For this example we use _step_lag_distributed_ instead of _step_lag_matrix_.  We then specify knots that are logaritmically spaced using _log_lags_.  This decreases the number of regressors while still capturing early time behaviour.  Results are visibly similar, however, the distributed lag model is requires fewer regressors, is faster to solve, and provides better early time resolution in this example.

```{r brfdist}

knots <- log_lags(15, max_lag_baro)
dat <- recipe(wl~., transducer) %>%                          
  step_distributed_lag(baro, knots = knots) %>%    
  step_lag_matrix(et, lag = et_lags) %>%      
  step_mutate(datetime_num = as.numeric(datetime)) %>%           
  step_ns(datetime_num, deg_free = ns_df, role = 'splines') %>%                        
  prep() %>%                                                 
  portion()                                                    

```


```{r solvedist, echo = FALSE, warning = FALSE}

fit_dist <- lm(outcome~distributed_lag + lag_matrix + splines, dat, 
          x = FALSE, y = FALSE, tol = 1e-50, 
          na.action = na.exclude)

dat <- transducer %>% mutate(residuals = residuals(fit_dist))    # add residuals

resp_dist <- response_from_fit(fit_dist)                 # get the baro response

```

```{r solvedist3, echo = FALSE, eval = TRUE}
summarize_lm(fit_dist)[, -c('adj_r_squared'), with = FALSE]
```

```{r solvedistplot, echo = FALSE, fig.width = 4.3, fig.height = 3, hold = TRUE}
par(mar = c(5, 6, 0.5, 0.5), mgp = c(3.5, 0.5, 0))

plot(residuals~datetime, dat, type = 'l', 
     las = 1, lwd = 2, col = '#5696BC',
     xlab = '', ylab = 'residuals (dbar)')

par(mar = c(5,6,0.5,0.5), mgp = c(3.5, 0.5, 0))

plot(value~x, resp_dist[variable == 'baro'], type = 'l', 
     las = 1, lwd = 2, col = '#5696BC', cex = 0.5, pch = 20,
     ylim = c(0, 1),
     xlab = 'Lag value (each lag is 2 minutes)', ylab = 'Cumulative Response')

```


---

# Earth tides

In the previous two examples we used a lagged version of the pre-computed Earth tide signal.  We also have the option of directly specifing the Earth tide calcuation in the recipe.

Three primary ways to do this as implemented in *waterlevel* are:

1. Using a lagged form of the Earth tide signal.
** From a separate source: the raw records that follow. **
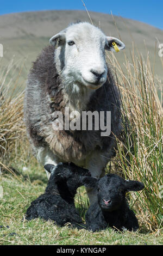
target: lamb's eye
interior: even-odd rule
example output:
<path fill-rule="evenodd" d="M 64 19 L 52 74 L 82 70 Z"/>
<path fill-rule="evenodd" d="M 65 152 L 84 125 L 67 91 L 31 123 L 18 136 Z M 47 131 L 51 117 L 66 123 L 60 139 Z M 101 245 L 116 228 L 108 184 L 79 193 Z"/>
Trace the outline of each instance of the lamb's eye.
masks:
<path fill-rule="evenodd" d="M 68 45 L 74 45 L 75 43 L 73 41 L 69 41 L 69 42 L 68 42 Z"/>

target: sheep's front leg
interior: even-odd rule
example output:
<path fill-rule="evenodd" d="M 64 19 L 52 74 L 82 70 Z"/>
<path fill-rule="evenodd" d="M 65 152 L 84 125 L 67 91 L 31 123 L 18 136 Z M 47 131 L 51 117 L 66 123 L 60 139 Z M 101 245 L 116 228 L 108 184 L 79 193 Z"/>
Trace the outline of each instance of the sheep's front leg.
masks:
<path fill-rule="evenodd" d="M 59 158 L 54 155 L 48 146 L 45 147 L 40 147 L 37 149 L 36 158 L 38 162 L 43 166 L 48 163 L 57 166 L 57 164 L 60 162 Z M 49 179 L 51 174 L 47 170 L 45 169 L 45 170 Z"/>
<path fill-rule="evenodd" d="M 105 175 L 105 167 L 108 162 L 108 159 L 102 155 L 100 153 L 95 153 L 91 157 L 86 160 L 85 167 L 91 173 L 92 177 L 99 178 Z M 92 204 L 97 200 L 97 192 L 95 188 L 86 187 L 90 204 Z"/>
This method uses the *earthtide* package to calculate a synthetic tide and lag the result.  For datasets of less than 14 days, this is the preferred method.  The problem is that the regression coefficients are not easily interpreted, but for removing a signal they work well.

1. Calculate the Earth tide components for wave groups and use those in the regression equation.  This method uses the *earthtide* package to calculate synthetic tidal constituents.

1. Generate cosine curves of different frequencies.  For this method the frequencies are specified in cycles per day and the appropriate sin and cos curves used in regression are created.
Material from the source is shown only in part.